Personnellement, quels seront vos objectifs ?
Figurer parmi la liste des 23, faire des matches et aider mon pays à passer ce premier tour car moi, je ne l'ai jamais fait, que ce soit avec les jeunes ou les A. Que je sois titulaire ou remplaçant, je veux aider mon pays comme je peux.
On a aussi envie de se montrer, afin de séduire les dirigeants de grands clubs européens ?
Ah oui, c'est sûr ! Moi je vous le dis tout de suite: j'y vais pour être sur le terrain, faire le plus de matches possible, il n'y a pas meilleur pour se montrer. J'espère, pour le Cameroun mais aussi pour moi, franchir un palier supplémentaire.
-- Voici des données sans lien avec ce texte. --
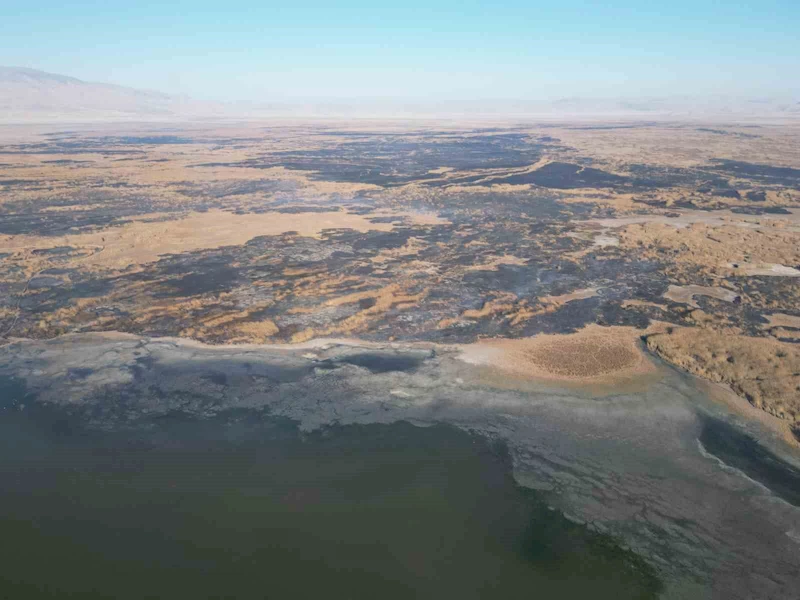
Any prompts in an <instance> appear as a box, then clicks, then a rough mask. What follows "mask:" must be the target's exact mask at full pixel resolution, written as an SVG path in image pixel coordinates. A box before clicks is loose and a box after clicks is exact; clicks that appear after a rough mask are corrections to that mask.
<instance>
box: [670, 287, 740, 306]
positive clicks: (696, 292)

Y a-t-il un joueur que vous voulez absolument croiser pendant cette Coupe du monde ?
Non, par contre, j'ai envie de jouer contre la France car j'ai des amis là-bas.
Que pensez-vous justement de la France ?
Je ne la vois pas en difficulté. J'ai même mis un pari pour eux avec un collègue du vestiaire en disant que la France ira plus loin que les quarts de finale, ils ont l'effectif pour et les joueurs vont montrer, par rapport à tout ce qu'on a dit sur eux, qu'ils ont les qualités pour aller au bout de la compétition. Ils vont parler entre eux et auront à coeur d'effacer toutes ces critiques. Avant la Coupe du monde, j'ai parié avec Hugo (Lloris) en lui disant qu'il allait tout arrêter.
C'est donc avec Hugo que vous avez parié que la France irait en demi-finale ?
Non, pas avec lui, mais je lui ai dit qu'il faut qu'il arrête tout car j'ai un gros pari. Et ce n'est pas Sidney Govou non plus (rires).